OPINIÓN | Nos robaron a Samuel y a él le arrebataron el tiempo para ver que todo mejora
Pero, es cierto. No todo empieza en Franco. Vayamos más atrás en la historia. Hablemos de cómo los españoles “descubrimos” América en 1492. De cómo llevamos civilización y credos, pero la palabra genocidio mejor la dejamos para otras colonizaciones. Éramos conquistadores. ¡Cuán bella es la arquitectura colonial! ¡Qué alto índice de mestizaje! Nada que ver con las conquistas geográficas de Inglaterra, mucho más zafias y clasistas, o las francesas, mucho menos amalgamadas. Porque, también es bien sabido, España –según esa realidad alterna– nunca ha sido un país racista. No hay sentimiento de superioridad hacia Latinoamérica. Los árabes llegaron un día a España, construyeron la Alhambra y se fueron, pero apenas tienen peso en nuestra identidad y en nuestra fisionomía. Y, tanto a ellos como a los judíos se les dio la oportunidad en el Edicto de Granada de convertirse al cristianismo y seguir con sus vidas tranquilamente. Todo muy amable. Hoy, 529 años después, España es un país diverso de nuevo, pero pregúntale a ver qué piensa de que como en España no se vive en ningún lado. Busca las cifras de movilidad social de aquellos que llegan a España en busca de oportunidades. Mira la representación de las minorías en las élites económicas y políticas. Llévalo a casa como pareja de uno de tus familiares. O dile a un español que Antonio Banderas es un actor de color nominado al Oscar.
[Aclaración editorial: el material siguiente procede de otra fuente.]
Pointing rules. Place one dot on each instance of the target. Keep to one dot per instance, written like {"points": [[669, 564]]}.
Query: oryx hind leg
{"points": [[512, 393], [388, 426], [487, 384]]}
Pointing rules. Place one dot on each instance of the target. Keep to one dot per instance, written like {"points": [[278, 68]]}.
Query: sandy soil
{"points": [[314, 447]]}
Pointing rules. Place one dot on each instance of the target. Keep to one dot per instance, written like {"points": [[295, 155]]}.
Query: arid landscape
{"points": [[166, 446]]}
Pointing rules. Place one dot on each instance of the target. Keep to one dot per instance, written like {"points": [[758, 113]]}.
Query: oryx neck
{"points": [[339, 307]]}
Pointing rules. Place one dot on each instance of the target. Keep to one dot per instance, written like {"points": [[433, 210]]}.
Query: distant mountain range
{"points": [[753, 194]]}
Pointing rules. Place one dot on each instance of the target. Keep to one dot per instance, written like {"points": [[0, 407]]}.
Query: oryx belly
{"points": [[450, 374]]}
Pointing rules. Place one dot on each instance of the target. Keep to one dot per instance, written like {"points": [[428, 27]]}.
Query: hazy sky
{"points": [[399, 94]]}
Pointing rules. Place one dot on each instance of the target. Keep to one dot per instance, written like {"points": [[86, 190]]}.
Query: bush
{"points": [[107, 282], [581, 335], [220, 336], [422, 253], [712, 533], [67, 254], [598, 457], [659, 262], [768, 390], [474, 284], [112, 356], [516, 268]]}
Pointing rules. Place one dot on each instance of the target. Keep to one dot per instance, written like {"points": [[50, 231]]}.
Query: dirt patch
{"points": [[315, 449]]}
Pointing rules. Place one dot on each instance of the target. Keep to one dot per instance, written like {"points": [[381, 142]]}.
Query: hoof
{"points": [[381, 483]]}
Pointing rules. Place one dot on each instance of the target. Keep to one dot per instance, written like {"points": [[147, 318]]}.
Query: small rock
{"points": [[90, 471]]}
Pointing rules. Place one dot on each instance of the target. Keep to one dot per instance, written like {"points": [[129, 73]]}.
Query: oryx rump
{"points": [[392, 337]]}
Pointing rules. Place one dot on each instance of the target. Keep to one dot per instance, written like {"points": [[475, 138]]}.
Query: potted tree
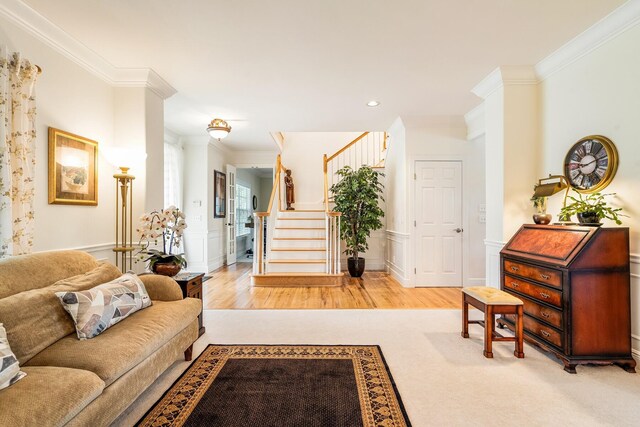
{"points": [[591, 209], [356, 195]]}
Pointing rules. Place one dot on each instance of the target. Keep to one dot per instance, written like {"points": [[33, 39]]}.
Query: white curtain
{"points": [[173, 175], [17, 153]]}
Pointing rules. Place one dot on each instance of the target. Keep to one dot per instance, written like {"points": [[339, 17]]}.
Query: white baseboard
{"points": [[475, 281]]}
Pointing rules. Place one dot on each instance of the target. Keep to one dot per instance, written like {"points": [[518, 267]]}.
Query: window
{"points": [[243, 209], [172, 175]]}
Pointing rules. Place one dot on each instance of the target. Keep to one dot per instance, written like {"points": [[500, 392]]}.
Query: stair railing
{"points": [[370, 149], [265, 222]]}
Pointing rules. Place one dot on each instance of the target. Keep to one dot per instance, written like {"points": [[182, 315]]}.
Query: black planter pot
{"points": [[356, 266], [588, 218]]}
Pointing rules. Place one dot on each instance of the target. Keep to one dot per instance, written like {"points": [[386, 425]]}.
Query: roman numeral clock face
{"points": [[591, 164]]}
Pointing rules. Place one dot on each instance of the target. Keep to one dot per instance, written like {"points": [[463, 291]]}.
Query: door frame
{"points": [[412, 262]]}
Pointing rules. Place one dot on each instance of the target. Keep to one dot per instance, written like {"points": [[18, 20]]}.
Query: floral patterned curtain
{"points": [[17, 153]]}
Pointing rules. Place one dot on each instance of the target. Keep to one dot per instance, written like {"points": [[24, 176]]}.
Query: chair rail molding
{"points": [[55, 37]]}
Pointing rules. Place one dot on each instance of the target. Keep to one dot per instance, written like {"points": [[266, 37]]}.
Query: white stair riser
{"points": [[313, 244], [300, 214], [307, 232], [316, 255], [295, 268], [302, 223]]}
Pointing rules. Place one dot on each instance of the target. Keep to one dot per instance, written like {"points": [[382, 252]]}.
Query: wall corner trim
{"points": [[475, 122], [56, 38], [617, 22], [505, 75]]}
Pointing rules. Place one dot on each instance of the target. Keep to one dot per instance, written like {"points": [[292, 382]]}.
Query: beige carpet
{"points": [[443, 379]]}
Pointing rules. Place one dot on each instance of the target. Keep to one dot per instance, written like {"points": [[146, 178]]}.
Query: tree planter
{"points": [[355, 266]]}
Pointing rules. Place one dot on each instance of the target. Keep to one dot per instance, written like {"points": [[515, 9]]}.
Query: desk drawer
{"points": [[539, 293], [545, 333], [539, 274], [549, 315]]}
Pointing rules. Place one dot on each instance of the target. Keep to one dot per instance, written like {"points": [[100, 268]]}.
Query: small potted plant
{"points": [[591, 209], [168, 224], [540, 205], [356, 195]]}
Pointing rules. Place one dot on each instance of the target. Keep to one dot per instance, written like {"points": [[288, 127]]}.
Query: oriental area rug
{"points": [[282, 385]]}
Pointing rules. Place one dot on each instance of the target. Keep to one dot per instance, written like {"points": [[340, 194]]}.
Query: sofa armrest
{"points": [[161, 288]]}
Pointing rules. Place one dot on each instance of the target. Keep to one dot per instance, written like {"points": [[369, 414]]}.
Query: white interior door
{"points": [[231, 214], [438, 224]]}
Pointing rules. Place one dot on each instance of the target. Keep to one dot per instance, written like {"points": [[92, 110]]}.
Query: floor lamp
{"points": [[124, 219]]}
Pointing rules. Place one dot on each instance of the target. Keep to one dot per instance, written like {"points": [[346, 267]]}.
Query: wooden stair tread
{"points": [[301, 219], [300, 228], [299, 274], [299, 249], [298, 238]]}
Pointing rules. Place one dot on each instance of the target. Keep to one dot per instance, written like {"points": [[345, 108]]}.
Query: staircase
{"points": [[302, 247]]}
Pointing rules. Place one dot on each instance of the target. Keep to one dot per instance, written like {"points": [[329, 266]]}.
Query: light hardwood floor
{"points": [[230, 288]]}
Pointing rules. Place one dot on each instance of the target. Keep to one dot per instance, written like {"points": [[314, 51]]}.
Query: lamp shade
{"points": [[218, 129]]}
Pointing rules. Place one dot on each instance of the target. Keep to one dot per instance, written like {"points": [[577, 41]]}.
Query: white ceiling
{"points": [[292, 65]]}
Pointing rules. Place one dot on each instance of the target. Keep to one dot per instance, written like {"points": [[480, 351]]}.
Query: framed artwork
{"points": [[219, 194], [73, 169]]}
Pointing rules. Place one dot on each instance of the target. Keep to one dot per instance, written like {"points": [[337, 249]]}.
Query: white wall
{"points": [[302, 153], [600, 94], [71, 99]]}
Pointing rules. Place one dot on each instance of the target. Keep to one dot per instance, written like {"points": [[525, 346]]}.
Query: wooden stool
{"points": [[492, 301]]}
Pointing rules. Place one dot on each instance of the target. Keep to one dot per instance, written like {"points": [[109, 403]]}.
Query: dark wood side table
{"points": [[191, 285]]}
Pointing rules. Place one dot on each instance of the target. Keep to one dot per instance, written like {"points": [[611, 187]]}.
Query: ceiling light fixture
{"points": [[218, 129]]}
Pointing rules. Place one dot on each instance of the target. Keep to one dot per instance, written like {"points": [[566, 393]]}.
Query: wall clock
{"points": [[591, 164]]}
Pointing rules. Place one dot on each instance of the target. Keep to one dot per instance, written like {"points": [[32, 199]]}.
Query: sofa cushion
{"points": [[48, 396], [35, 319], [101, 307], [9, 367], [121, 347], [25, 272]]}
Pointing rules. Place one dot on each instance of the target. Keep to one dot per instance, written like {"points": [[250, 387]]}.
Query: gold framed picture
{"points": [[73, 169]]}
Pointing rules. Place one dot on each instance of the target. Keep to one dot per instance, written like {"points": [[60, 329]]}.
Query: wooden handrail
{"points": [[340, 151]]}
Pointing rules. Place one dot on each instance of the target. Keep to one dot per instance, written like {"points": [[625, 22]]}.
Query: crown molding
{"points": [[506, 75], [617, 22], [59, 40], [475, 122]]}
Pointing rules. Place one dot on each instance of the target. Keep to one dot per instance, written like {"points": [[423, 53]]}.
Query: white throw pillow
{"points": [[103, 306], [9, 367]]}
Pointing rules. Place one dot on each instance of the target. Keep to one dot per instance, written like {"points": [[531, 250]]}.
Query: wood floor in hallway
{"points": [[230, 288]]}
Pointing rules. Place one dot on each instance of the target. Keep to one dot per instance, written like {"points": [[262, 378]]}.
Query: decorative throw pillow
{"points": [[9, 367], [99, 308]]}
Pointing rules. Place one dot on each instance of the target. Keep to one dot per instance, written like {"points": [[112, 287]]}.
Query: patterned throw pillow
{"points": [[9, 367], [99, 308]]}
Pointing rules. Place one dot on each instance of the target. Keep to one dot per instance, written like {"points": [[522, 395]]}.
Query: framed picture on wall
{"points": [[219, 194], [73, 169]]}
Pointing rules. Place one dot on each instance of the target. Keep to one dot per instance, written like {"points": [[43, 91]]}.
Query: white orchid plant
{"points": [[168, 224]]}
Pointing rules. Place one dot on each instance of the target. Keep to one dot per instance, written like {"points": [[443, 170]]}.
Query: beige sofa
{"points": [[80, 383]]}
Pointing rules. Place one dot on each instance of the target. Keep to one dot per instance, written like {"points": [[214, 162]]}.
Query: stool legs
{"points": [[519, 351], [465, 318], [489, 328]]}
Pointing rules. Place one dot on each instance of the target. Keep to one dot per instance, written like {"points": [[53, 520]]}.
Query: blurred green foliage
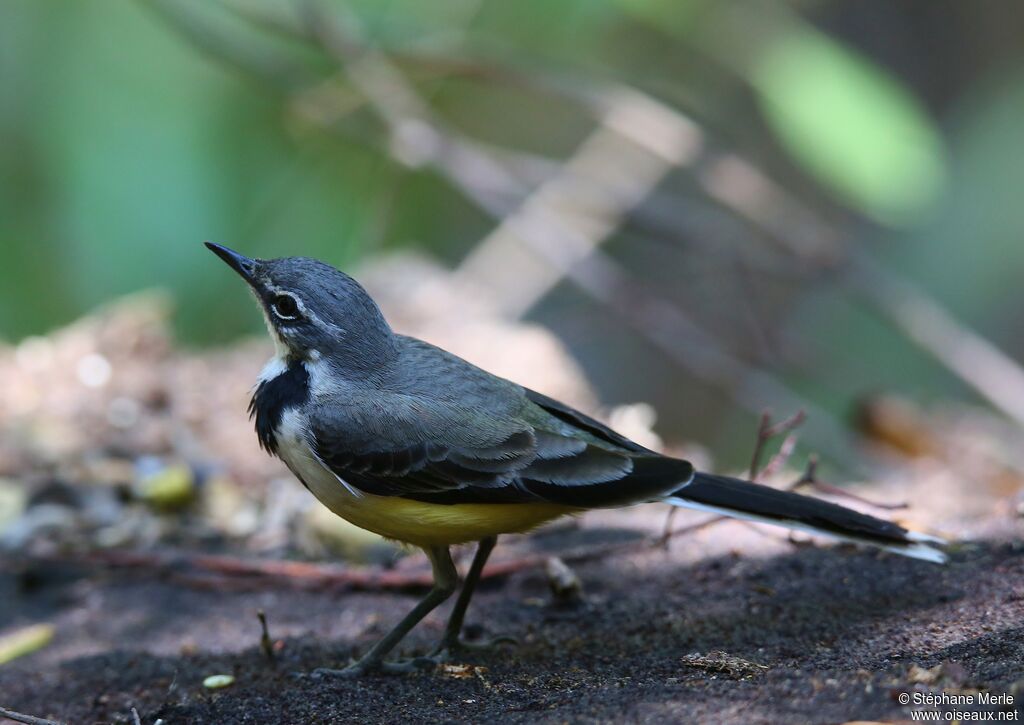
{"points": [[124, 145]]}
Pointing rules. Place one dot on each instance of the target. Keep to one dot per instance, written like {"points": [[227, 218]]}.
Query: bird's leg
{"points": [[445, 581], [450, 640]]}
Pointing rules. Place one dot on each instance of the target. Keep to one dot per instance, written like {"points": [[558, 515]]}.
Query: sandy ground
{"points": [[841, 632]]}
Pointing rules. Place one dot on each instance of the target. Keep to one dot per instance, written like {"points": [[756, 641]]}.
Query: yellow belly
{"points": [[432, 524], [414, 521]]}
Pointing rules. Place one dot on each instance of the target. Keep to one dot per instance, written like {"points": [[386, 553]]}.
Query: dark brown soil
{"points": [[843, 633]]}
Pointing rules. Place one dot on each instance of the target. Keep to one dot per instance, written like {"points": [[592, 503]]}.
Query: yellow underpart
{"points": [[432, 524]]}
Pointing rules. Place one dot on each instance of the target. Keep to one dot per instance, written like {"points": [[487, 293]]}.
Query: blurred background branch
{"points": [[757, 206]]}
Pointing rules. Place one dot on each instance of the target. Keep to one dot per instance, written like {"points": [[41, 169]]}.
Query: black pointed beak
{"points": [[244, 265]]}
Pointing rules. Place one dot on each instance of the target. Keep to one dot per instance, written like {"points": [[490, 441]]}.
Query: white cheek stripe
{"points": [[274, 367]]}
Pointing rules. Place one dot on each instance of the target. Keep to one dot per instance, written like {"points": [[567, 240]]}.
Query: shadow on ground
{"points": [[839, 630]]}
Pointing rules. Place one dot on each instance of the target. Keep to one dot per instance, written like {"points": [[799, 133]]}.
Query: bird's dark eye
{"points": [[285, 307]]}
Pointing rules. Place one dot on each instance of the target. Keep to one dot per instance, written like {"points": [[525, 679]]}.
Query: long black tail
{"points": [[739, 499]]}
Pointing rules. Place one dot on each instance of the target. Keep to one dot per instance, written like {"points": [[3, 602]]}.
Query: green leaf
{"points": [[851, 125]]}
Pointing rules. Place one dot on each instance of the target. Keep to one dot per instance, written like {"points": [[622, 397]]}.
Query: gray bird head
{"points": [[314, 311]]}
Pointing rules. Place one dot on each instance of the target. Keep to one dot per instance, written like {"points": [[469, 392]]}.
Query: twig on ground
{"points": [[810, 478], [767, 431], [265, 643], [30, 719]]}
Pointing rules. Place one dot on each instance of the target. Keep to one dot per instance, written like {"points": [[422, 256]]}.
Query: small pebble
{"points": [[215, 682]]}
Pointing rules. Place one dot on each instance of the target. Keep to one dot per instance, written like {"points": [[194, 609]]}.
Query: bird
{"points": [[414, 443]]}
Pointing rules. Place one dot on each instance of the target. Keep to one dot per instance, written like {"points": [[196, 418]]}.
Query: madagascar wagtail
{"points": [[404, 439]]}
Verás qué risa.
Por eso, el cambio que ha generado el asesinato de Samuel en la comunidad LGTBQI es importante y, ojalá, se opere en otras asignaturas pendientes de España con su propia contemporaneidad, conquistada a toda pastilla con resultados deslumbrantes, pero engañosos. Después de este horrendo crimen, la gente ha empezado a contar su verdadera historia. La comunidad gay, específicamente, ha rebobinado sus estrategias de hedonismo y evasión para abrir sus heridas y sus traumas. Se ha dado cuenta de que, llamando las cosas por su nombre, puede salvar vidas y mejorar la sociedad en la que vive. Y es de justicia decirlo: muchos otros países sufren este mismo síndrome. Pero España es el mío y, por eso, me duele más.